WHY EVERY GROWN WOMAN SAYS (THE BABY YEARS) ARE THE GREATEST YEARS OF HER LIFE
Whenever I hear a grown woman say the baby years are the greatest years of her life, I sob. If you see a woman say this, perhaps as she's wiping her tears while watching a video of her young daughters playing in the backyard with a hose and a dog, it's immediate waterworks. It's the strangest thing. Because when I was a child, I remember my Grandmother saying things like that. Then it was my mother. And it sorta passed over my head. Then I had children. And when my sister in law said at Christmas almost 2 years ago, "I know this is hard, I know you're in the weeds and it's impossible at times, but these are the best days of your life", it was then that I understood. I fully understood. When my cousin commented on a facebook post about my twins, how she misses those days and they were most definitely the best days of her life, it was almost as if my life flashed before my eyes. All she said was "those were the best days of my life". And bam, just like that, I realized in that very second, there's a reason why every grown woman says (the baby years) are the greatest years of her life.
It's because they are.
And grown women whose children are in college, or perhaps married with children of their own, those women are in the "post-baby" stage of life.

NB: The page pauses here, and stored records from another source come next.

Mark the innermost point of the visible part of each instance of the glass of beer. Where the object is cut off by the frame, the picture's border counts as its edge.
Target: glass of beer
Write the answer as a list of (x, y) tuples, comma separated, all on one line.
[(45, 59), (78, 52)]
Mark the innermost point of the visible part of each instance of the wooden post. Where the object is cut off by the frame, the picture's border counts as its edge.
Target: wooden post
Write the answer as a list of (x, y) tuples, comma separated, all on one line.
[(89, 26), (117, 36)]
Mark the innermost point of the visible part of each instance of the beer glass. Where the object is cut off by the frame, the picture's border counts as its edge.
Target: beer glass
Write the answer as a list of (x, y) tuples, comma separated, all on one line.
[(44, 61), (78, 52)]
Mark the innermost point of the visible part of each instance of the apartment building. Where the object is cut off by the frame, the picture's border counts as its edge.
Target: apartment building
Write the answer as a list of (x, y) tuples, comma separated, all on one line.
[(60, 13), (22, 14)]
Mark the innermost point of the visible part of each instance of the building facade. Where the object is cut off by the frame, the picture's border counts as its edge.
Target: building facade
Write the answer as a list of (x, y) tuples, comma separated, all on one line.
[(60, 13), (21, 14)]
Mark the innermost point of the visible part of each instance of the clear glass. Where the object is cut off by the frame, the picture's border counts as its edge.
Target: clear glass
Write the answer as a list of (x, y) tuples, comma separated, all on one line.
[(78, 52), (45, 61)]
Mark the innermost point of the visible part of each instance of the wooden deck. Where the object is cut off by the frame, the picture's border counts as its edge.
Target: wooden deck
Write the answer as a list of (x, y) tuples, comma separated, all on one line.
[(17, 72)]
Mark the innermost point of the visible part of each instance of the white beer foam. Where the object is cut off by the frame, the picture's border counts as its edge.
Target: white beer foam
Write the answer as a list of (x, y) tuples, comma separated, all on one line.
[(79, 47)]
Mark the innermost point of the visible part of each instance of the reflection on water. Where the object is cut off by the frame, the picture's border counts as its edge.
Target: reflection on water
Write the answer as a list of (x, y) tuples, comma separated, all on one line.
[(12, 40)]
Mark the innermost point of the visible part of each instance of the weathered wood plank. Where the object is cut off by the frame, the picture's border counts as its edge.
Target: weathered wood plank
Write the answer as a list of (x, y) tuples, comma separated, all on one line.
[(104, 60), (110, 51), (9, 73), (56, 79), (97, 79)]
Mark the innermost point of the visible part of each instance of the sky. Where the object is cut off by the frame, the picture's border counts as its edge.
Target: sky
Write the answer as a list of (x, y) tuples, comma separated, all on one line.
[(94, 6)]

And although it's a beautiful stage filled with important and quality moments, the baby stage, for these women, is more than a memory hanging in a photo book, or a vhs fuzzy video. It's their life. And if God gave them five minutes to do it all again either in black and white or color, they'd probably take it, without blinking an eye.
Here we are, you and me, stuck in the middle of the tornado. We have babies. Or a baby. Or twins or triplets. And we are in the weeds. Buried under dirt, crawling through the soil with gunk under our nails and mud in our hair. We make it to the surface for air, but sometimes it's just still so difficult to breathe. We see the sun, the moon and once in a while, the stars and all their glory, but we don't take it in at the moment, that this moment, is our life.

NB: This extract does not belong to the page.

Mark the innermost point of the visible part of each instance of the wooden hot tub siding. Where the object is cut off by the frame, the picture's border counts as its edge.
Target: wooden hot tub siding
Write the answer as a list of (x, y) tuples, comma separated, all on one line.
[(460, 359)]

It's a race. It's a long day. The longest. The longest of the long. It goes on forever. And ever. And when 8 o'clock comes and the kids are asleep we are just so thankful. We are beaming from ear to ear because we survived another day of the motherhood game. It's glorious. We drink the wine, we go to bed, and maybe just maybe we get a full nights sleep with no child ending up in our bed due to a thunderstorm.
But the years are short. And they go by and by and before you know it you're looking at videos on your iphone giggling and crying in your bed alone. You're staring into that apple device holding on for dear life because you remember that day. Those days. When your current 5 year old was 2 and she was walking down your old driveway with pig tails and a new umbrella and she spoke different, like a toddler. And her cheeks. My God those cheeks. It's all more than your heart can take. And you realize it all just goes so damn fast. And it keeps going, minute by minute, diaper by diaper, day by day, all without your permission. And those days turn to years and those babies become little human beings. And they ask you things like "why do people have to die?" And you just freeze. Because you realize life is so fragile. And so important.

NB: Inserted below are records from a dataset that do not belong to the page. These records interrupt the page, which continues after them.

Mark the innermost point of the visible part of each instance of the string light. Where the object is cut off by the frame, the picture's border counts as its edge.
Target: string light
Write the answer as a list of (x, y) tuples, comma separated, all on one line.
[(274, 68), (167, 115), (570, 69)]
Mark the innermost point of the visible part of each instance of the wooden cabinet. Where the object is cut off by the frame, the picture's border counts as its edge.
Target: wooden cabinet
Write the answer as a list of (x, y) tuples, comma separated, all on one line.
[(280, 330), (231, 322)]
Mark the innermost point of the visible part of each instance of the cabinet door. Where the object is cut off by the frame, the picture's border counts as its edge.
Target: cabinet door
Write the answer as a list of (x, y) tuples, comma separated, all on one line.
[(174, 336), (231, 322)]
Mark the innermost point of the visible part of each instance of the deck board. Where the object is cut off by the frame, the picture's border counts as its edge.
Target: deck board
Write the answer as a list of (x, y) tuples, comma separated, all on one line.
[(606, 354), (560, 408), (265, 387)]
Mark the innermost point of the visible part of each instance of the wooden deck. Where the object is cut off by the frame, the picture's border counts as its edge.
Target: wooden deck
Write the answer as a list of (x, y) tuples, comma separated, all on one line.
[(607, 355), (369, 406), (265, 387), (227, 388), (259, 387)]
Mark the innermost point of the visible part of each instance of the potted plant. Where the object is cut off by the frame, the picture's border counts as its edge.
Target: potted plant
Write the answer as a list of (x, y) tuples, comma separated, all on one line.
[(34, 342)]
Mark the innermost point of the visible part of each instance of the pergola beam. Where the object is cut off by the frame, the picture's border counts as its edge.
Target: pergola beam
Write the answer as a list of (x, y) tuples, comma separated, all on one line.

This is why grown women say the baby years are the best times of their life. It's not that they don't love this stage they are in, it's just, they were us: young mothers figuring it out day by day, not having all the answers, but doing it all and doing it well. They made the rules, they loved those babies and they lived life with fervor. They made it count. They were on fire, in love, in their heart, in motherhood. And the coolest thing of all, they still are. At least that's what my Mom says. And I believe her.
We are all in the middle of it. And it's hard, but God willing, so beautiful. And precious. And full of surprises. And the happiness....it's like when you get a dose, you want to freeze frame it and never forget it. Well, that's how these grown women feel, and that's certainly how we will feel one day too.
It's a lesson. We must listen to this lesson. We must hold it in our heart and guide it as we navigate the motherhood journey. Because these are the greatest days of our lives. And although we may not realize it now, today, in the moment, one day we will. And it will be all we have. And to me, that's worth paying a little more attention to.